Под конец рабочего дня ему довелось ещё выслушать Надреева, который на правах старого друга, без начальственных церемоний иногда заходил поболтать. Надрееву не терпелось поделиться слухами чрезвычайной важности. Правда, осознать эту важность Турбанов не умел. Ему даже временами чудилось, что все руководящие персоны владеют неким особым кодом: язык вроде бы тот же самый, что и у всех, но смысл наглухо зашифрован и непостижим.
На этот раз, если отсеять рассыпчатые намёки и беззвучные выстрелы указательными пальцами в потолок, Надреев сообщил примерно следующее.
Городская власть переживает смутные времена. С тех пор как вице-мэр Грезин скоропостижно подавился варёной свёклой, достойная замена ему так и не нашлась. Не в каждом городе и не в каждую эпоху найдётся человек, который сумел бы так же вдохновенно командовать сразу тремя фронтами – религией, торговлей и культурой. На вакантное место Грезина может претендовать разве что Кондеев. Но Кондеев – это личный кошелёк мэра, его кассир, казначей и его банковская карта. Причём настолько хороший кошелёк и настолько ценная карта, что Кондеева могут не сегодня завтра забрать туда (выстрел двумя пальцами в потолок) – на такую же коронную роль, но уже для Высшей инстанции. Можешь себе это представить?

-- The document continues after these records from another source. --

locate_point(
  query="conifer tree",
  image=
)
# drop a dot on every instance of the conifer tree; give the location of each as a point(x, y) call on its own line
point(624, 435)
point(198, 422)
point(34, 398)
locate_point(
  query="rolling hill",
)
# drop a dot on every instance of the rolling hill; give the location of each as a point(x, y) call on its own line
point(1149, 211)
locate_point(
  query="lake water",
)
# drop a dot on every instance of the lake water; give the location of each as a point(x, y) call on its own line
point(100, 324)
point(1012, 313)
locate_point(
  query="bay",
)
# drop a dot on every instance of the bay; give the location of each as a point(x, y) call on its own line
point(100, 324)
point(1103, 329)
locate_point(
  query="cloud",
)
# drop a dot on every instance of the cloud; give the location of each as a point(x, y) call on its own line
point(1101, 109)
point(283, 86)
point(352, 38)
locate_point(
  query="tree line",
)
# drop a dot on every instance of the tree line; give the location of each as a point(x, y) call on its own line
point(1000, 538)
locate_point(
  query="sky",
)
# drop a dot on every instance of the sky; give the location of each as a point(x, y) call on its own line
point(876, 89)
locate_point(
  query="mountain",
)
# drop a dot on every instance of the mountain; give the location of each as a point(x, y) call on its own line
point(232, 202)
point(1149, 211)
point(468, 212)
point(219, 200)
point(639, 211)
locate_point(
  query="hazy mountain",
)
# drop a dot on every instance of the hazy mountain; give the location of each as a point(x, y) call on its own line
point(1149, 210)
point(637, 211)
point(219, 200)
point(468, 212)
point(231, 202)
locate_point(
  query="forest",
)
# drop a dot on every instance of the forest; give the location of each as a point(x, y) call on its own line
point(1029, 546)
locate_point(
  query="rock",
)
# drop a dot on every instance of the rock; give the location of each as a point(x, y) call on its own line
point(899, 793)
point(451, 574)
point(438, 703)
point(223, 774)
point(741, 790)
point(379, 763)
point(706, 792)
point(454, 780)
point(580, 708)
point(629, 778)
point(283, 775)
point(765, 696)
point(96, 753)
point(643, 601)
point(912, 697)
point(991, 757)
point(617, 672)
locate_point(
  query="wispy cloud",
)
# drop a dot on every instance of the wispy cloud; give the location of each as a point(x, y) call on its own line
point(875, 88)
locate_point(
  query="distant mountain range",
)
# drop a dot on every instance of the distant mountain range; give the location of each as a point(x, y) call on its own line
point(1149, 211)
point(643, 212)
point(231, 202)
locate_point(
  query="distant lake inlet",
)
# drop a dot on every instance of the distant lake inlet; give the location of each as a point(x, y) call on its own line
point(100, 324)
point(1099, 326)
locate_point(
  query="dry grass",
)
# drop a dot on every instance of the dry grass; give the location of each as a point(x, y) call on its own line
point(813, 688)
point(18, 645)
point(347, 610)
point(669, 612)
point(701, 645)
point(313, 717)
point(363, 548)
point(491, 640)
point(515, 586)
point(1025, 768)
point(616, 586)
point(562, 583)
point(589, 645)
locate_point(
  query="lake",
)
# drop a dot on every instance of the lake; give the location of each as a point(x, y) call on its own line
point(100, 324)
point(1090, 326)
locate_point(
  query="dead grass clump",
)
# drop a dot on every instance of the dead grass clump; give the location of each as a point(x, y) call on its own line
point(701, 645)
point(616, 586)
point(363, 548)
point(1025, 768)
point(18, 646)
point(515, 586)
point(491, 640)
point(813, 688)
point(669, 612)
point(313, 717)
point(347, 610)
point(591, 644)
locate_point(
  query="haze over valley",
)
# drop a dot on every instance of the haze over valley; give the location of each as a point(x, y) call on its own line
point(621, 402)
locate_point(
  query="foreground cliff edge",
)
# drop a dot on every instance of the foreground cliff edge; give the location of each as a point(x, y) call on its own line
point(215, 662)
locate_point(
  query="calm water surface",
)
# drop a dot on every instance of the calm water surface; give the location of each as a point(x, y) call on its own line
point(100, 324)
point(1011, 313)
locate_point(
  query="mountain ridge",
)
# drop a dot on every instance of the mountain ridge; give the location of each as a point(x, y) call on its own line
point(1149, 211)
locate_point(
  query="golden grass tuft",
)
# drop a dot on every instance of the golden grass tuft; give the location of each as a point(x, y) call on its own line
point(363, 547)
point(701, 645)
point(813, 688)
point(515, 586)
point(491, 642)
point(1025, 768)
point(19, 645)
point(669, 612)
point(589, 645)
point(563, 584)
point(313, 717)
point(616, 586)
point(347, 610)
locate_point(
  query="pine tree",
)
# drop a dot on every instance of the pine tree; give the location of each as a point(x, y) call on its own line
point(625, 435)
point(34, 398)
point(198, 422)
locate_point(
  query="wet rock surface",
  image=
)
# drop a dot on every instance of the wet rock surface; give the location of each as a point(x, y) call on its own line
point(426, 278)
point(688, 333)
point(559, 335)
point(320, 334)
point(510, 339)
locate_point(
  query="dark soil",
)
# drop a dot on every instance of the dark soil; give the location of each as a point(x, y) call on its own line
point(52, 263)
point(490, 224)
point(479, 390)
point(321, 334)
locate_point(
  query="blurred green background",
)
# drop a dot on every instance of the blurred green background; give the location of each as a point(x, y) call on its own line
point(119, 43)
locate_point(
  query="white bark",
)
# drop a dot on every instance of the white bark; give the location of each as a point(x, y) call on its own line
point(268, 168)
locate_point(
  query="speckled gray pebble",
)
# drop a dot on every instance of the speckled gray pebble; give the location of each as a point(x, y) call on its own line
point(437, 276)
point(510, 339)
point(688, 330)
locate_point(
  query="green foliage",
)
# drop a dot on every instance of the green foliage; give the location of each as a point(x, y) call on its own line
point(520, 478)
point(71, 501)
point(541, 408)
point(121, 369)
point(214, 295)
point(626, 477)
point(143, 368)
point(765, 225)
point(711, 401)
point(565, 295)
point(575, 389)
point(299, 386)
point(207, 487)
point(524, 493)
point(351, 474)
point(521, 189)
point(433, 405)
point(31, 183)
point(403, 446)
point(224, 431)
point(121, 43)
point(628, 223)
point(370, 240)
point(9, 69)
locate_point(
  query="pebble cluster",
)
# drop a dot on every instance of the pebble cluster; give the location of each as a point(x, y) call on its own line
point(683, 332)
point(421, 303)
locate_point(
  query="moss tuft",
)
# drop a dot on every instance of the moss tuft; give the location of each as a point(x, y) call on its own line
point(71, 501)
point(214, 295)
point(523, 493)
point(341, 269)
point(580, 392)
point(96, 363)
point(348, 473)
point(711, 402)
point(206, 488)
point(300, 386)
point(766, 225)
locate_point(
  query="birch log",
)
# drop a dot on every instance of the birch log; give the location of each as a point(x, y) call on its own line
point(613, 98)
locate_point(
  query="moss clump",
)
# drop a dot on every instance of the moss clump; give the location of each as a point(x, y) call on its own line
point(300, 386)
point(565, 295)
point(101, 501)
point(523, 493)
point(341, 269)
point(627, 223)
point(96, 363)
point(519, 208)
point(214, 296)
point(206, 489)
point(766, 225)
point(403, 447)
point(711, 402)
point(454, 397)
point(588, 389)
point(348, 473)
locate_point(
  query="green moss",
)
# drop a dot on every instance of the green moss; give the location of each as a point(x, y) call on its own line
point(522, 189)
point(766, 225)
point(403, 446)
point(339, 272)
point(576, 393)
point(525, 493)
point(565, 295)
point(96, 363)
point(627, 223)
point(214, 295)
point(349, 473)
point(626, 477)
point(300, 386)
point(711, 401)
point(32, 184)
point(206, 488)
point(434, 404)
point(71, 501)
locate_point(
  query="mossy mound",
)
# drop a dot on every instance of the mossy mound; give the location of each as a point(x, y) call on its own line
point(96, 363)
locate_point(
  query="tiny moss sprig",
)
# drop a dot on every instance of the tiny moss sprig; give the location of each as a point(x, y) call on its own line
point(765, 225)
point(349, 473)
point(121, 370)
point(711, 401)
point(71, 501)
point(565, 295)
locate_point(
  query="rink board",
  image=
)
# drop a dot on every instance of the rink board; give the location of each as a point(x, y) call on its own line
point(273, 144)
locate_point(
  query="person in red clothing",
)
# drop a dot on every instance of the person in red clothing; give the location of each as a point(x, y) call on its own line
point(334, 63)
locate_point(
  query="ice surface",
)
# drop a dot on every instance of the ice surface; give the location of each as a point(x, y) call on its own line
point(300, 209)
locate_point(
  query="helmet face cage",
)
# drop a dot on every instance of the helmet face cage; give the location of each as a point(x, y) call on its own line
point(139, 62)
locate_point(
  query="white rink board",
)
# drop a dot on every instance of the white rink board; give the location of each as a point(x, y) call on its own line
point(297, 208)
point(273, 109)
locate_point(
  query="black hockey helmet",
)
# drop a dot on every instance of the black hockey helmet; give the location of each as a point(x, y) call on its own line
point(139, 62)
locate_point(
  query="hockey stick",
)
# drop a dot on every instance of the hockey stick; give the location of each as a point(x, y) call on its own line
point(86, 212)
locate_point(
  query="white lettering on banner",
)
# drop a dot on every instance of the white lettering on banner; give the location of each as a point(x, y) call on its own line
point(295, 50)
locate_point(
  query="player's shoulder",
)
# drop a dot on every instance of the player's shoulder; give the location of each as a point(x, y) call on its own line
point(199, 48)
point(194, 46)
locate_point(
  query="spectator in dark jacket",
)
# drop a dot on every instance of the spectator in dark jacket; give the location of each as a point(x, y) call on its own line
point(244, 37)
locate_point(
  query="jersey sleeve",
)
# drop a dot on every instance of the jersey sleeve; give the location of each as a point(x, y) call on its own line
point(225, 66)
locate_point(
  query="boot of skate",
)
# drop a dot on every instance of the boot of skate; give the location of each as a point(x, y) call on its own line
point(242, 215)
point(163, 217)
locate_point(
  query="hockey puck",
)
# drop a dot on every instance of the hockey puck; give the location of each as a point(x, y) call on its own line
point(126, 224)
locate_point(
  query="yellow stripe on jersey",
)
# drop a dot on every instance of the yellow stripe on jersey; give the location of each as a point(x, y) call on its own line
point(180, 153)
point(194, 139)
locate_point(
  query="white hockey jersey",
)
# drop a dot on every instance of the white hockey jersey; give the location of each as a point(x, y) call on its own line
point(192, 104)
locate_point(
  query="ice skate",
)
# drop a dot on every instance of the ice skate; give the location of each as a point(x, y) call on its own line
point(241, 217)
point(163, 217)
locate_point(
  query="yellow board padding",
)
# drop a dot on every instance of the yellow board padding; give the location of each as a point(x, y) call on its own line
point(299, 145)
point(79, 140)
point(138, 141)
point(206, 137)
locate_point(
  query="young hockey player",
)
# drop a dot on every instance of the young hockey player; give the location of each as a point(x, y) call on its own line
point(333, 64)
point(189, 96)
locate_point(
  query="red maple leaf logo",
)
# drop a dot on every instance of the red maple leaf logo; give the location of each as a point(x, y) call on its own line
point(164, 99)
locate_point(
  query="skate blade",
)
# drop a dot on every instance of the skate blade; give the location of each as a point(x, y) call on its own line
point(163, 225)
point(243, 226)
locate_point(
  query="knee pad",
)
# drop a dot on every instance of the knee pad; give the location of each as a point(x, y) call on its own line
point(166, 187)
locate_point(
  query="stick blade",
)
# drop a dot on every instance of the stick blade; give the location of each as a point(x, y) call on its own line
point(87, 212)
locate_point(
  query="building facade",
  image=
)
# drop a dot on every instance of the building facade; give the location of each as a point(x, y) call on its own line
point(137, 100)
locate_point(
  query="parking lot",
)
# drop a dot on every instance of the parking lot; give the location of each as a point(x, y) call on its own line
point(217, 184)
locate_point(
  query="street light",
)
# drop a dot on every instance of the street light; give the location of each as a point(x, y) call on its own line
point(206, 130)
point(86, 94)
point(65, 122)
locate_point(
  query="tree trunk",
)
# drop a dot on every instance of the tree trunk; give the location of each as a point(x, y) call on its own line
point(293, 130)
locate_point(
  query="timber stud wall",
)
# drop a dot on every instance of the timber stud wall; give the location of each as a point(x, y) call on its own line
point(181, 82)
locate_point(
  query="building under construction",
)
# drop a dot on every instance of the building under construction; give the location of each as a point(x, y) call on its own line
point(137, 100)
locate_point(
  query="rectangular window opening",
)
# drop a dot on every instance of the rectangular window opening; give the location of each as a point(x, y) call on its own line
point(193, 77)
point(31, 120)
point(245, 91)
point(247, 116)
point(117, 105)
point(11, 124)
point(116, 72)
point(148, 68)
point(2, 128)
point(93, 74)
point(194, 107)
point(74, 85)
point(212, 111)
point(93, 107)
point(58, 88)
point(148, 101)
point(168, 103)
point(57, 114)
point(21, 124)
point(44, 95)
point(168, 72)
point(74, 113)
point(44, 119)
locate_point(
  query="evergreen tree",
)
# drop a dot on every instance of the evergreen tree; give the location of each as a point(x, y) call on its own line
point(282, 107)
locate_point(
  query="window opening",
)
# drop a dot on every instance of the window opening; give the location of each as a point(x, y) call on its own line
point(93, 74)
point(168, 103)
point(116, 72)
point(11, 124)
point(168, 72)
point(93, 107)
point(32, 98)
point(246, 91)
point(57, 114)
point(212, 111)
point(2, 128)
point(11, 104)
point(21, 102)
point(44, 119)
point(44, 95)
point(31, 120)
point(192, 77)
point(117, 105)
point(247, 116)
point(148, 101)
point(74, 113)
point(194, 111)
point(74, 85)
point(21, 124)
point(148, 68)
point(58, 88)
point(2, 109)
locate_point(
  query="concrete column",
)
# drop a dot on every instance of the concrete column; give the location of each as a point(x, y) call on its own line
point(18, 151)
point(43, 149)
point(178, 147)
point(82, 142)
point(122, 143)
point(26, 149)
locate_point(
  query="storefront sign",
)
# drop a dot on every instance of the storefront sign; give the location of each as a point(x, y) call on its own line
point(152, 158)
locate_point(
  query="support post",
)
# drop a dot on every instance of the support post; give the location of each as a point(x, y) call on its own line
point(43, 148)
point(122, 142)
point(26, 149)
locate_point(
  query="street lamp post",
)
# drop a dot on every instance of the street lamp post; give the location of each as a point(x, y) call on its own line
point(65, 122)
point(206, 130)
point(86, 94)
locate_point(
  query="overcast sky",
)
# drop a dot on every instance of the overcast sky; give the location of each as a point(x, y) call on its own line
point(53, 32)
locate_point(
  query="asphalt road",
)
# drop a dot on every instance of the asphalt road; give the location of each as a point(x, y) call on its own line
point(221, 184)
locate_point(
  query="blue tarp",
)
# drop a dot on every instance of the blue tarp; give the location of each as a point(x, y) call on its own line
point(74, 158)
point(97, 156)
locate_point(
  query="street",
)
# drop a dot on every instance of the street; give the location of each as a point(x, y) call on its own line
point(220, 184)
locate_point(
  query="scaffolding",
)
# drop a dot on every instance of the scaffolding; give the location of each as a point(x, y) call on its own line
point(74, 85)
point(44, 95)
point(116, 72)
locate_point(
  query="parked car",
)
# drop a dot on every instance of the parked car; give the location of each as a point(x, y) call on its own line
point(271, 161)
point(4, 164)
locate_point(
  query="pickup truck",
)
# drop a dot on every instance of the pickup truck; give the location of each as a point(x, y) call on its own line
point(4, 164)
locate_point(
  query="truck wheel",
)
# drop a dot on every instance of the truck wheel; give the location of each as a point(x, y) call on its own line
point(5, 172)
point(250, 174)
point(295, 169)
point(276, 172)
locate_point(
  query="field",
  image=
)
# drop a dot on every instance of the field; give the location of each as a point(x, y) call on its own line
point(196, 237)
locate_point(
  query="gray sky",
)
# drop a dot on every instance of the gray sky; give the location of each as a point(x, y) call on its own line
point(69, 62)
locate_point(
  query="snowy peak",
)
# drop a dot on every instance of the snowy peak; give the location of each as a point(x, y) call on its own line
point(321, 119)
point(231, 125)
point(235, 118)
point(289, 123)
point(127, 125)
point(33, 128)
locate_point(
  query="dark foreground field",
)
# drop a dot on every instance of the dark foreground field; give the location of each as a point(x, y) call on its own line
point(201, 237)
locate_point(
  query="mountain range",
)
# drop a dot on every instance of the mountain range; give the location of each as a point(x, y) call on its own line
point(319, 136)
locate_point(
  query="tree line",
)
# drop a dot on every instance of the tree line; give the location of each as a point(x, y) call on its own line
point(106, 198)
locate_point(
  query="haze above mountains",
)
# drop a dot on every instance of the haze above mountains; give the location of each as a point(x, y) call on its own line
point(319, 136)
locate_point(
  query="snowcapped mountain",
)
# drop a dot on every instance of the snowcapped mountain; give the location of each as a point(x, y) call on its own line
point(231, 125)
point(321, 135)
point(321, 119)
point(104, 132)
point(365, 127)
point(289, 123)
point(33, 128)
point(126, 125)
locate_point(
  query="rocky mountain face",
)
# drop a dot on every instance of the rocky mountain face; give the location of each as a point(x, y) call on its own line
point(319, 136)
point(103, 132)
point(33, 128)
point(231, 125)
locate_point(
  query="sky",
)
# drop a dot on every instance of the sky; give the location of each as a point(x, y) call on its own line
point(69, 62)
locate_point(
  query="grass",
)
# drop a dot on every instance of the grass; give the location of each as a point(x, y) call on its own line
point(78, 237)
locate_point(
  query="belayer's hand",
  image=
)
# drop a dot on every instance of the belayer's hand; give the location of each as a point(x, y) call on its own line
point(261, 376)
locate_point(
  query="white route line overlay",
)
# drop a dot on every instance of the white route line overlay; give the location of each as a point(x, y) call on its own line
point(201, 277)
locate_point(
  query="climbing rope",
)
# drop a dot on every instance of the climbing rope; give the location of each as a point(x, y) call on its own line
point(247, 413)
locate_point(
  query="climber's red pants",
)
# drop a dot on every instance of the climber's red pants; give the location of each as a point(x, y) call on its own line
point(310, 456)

Нет, Турбанов не мог. Он мог только удивлённо вскидывать брови или с понимающим видом кивать, ощущая одну-единственную потребность – поскорей увидеть Агату.
Надреев между тем спикировал к семейным делам: тут ещё Рита, дура деревенская, заимела хрустальную мечту. Каждый день повторяет, уже плешь проела: надо купить четыре-дэ-принтер полного фабричного цикла. Сегодня без четыре-дэ-принтера не жизнь, а нищета и вчерашний день. А у него, между прочим, цена – как два самолёта. Дешевле будет машину раз в месяц менять.
«Давай попробуем не говорить о любви. Ладно? Ну просто обойдёмся без этих замученных слов. Они уже как посуда общего пользования. Или как там у древних греков огромный такой сосуд назывался? Что-то похожее на пафос. Ну да, пифос. Вот они такие же, эти слова, громадные и пустые. И в них каждый наливает и насыпает, что вздумается, что ему в голову взбредёт. Хоть вино, хоть зерно, хоть объедки и любой мусор. Но он думает: вот, значит, любовь. А там, может быть, один только физический зуд или какая-то любимая выгода. Хочешь пить?»